Therapeutic strategies targeting endothelial function in humans: clinical implications.
Lee R., Channon KM., Antoniades C.
Persistent oxidative stress in the vascular wall may lead to endothelial dysfunction, a pathological process widely implicated in the morbidities observed in a spectrum of cardiovascular disease. The production of reactive oxygen species (ROS) is regulated by various oxidase enzymes and mitochondrial electron transport mechanisms. Nitric oxide (NO) is a key mediator of endothelial function via its effect on endothelium dependent vascular relaxation. Therapeutic interventions aimed to increase NO bioavailability in the vasculature may improve the long term cardiovascular outcome for healthy individuals, high-risk subjects, and patients with advanced atherosclerosis. Current therapeutic strategies focus on enhancing synthesis or lowering oxidative inactivation of NO in human vasculature.

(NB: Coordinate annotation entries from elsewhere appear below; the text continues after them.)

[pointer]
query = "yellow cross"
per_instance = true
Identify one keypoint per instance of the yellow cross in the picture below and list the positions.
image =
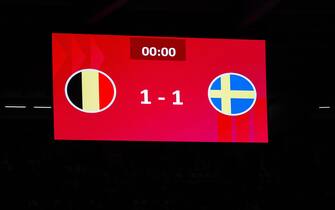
(226, 94)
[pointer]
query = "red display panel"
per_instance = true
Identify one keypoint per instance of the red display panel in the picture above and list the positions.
(136, 88)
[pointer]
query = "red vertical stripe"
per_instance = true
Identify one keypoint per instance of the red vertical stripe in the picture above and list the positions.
(242, 127)
(225, 129)
(106, 91)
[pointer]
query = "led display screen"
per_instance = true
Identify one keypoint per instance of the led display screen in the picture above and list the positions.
(145, 88)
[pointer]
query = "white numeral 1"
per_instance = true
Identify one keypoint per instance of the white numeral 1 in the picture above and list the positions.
(146, 97)
(177, 94)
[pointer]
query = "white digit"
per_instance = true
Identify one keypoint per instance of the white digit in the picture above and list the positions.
(153, 51)
(165, 51)
(145, 51)
(177, 94)
(172, 52)
(145, 93)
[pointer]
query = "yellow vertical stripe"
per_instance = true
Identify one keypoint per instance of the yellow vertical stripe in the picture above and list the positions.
(225, 99)
(90, 90)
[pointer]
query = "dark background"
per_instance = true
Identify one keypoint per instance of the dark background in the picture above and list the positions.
(295, 170)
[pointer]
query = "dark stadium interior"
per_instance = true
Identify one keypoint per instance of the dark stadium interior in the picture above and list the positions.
(294, 170)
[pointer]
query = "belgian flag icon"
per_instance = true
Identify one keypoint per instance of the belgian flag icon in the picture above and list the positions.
(90, 90)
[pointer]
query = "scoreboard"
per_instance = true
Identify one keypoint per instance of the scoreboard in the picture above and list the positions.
(145, 88)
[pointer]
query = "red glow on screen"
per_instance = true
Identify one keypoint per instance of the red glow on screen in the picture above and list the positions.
(135, 88)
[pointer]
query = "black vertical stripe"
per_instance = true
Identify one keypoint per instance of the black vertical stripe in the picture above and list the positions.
(74, 90)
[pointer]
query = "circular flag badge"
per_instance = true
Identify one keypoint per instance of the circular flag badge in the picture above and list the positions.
(232, 94)
(90, 90)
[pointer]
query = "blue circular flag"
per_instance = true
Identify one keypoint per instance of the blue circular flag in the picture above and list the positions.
(232, 94)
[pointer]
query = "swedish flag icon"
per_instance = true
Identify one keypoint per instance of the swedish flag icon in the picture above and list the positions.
(232, 94)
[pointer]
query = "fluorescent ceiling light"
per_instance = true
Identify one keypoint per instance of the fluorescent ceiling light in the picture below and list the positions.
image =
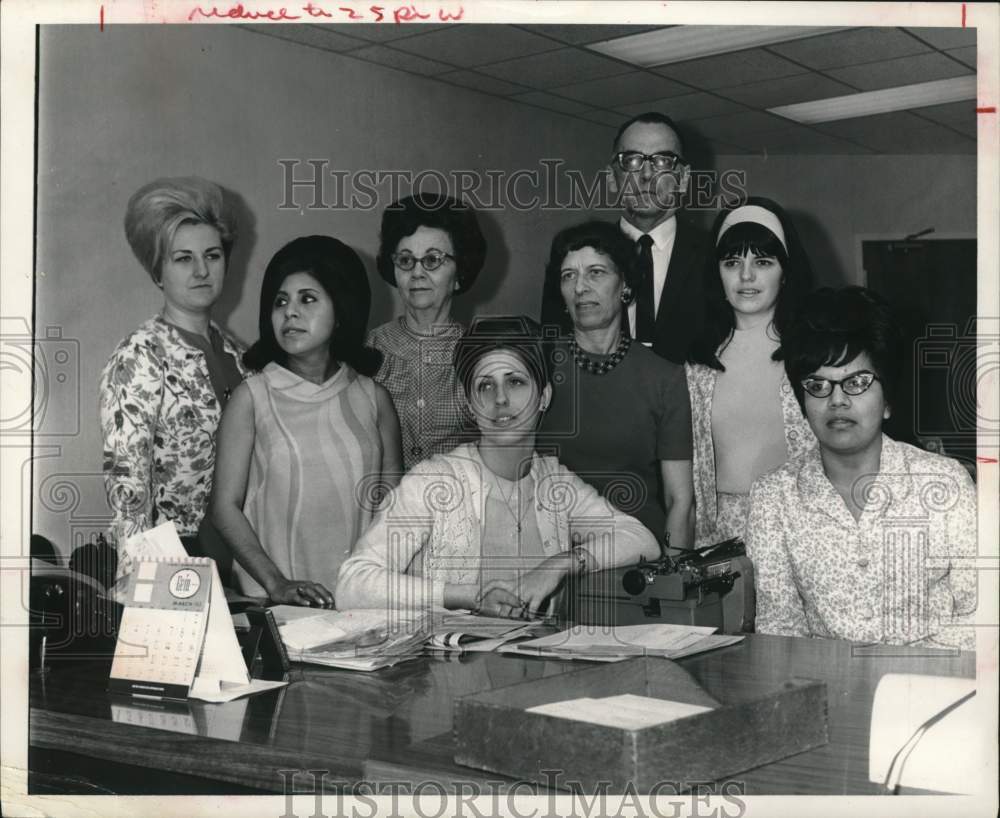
(679, 43)
(880, 102)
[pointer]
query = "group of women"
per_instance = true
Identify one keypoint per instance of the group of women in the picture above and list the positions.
(414, 466)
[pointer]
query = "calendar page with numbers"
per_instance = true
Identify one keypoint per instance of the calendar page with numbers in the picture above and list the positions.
(162, 627)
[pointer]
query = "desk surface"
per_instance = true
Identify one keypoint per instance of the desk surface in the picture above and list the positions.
(395, 724)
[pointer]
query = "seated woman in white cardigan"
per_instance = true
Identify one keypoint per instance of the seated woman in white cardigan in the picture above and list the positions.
(491, 526)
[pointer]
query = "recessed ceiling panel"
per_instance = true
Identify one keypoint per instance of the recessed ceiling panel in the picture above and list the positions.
(726, 70)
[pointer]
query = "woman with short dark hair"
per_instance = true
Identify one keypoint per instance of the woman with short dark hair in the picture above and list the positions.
(164, 387)
(862, 538)
(491, 526)
(305, 443)
(745, 419)
(430, 249)
(621, 419)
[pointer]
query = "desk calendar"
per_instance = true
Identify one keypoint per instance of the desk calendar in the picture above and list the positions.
(176, 638)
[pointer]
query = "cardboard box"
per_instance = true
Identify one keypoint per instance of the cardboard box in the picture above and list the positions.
(494, 732)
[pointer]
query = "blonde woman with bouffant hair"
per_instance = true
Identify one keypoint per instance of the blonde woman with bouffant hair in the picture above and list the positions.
(163, 389)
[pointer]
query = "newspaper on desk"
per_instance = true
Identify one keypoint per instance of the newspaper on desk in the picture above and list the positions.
(615, 644)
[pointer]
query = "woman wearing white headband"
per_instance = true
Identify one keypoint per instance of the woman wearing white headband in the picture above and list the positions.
(745, 418)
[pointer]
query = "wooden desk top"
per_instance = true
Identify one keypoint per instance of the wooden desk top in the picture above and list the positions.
(394, 724)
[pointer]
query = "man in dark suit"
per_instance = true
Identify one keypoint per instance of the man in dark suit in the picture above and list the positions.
(650, 174)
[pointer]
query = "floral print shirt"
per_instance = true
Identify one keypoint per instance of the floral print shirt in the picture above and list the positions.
(419, 374)
(799, 439)
(159, 414)
(903, 572)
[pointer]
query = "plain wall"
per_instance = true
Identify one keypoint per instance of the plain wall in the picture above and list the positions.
(121, 107)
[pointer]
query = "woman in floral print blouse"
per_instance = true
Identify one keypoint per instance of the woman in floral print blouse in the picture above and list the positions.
(164, 386)
(864, 538)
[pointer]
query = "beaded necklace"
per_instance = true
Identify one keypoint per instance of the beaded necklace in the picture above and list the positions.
(588, 364)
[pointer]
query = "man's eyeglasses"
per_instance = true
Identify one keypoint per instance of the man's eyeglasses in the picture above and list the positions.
(431, 261)
(634, 160)
(857, 383)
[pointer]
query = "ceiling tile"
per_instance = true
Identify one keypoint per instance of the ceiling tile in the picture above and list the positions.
(386, 32)
(731, 125)
(383, 55)
(604, 117)
(799, 141)
(946, 37)
(687, 106)
(473, 45)
(554, 68)
(578, 35)
(967, 55)
(730, 69)
(480, 82)
(901, 71)
(316, 36)
(786, 91)
(610, 92)
(958, 115)
(551, 101)
(852, 47)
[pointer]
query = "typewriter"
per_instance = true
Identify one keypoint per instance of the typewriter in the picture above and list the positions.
(706, 586)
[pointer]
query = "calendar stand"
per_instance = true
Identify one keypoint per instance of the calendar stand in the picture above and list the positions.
(176, 638)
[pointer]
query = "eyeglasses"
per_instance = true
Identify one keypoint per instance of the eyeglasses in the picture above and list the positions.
(431, 261)
(634, 160)
(857, 383)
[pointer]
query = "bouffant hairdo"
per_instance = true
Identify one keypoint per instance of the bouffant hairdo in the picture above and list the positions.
(737, 240)
(157, 209)
(458, 220)
(832, 327)
(341, 273)
(605, 238)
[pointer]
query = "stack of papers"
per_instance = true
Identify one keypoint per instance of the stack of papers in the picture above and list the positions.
(467, 632)
(626, 711)
(607, 644)
(352, 640)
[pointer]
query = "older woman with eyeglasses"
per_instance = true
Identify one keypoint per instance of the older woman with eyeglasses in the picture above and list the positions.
(862, 538)
(431, 249)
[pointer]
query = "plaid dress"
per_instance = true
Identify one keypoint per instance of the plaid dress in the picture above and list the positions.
(417, 370)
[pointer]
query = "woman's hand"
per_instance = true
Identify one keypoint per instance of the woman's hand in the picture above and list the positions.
(301, 592)
(498, 600)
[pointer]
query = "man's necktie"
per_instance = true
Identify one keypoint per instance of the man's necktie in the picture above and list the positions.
(645, 310)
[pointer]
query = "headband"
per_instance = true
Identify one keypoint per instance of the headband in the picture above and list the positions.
(757, 215)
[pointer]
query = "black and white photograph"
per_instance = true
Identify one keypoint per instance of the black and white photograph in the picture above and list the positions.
(499, 408)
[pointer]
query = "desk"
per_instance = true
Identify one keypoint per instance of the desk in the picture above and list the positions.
(394, 725)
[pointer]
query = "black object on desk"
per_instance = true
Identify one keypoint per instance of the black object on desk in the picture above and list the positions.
(710, 586)
(262, 647)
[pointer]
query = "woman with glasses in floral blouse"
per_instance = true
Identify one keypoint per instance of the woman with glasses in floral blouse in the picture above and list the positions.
(431, 249)
(862, 538)
(164, 387)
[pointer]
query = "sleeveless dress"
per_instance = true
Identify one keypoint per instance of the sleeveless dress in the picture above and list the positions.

Of the available therapeutic agents, angiotensin converting enzyme inhibitors and statins have shown most promise at improving endothelial function and cardiovascular outcome after long term administration. Other therapeutic approaches may also be useful towards improving endothelial dysfunction. These strategies include targeting NO synthesis by modulation of endothelial nitric oxide synthase (eNOS) coupling, such as folates and tetrahydrobiopterin. Evidence for the benefits of gene therapy to improve endothelial function is also emerging. However, the long term direct clinical benefit of these strategies aimed to improve endothelial function still remains unclear.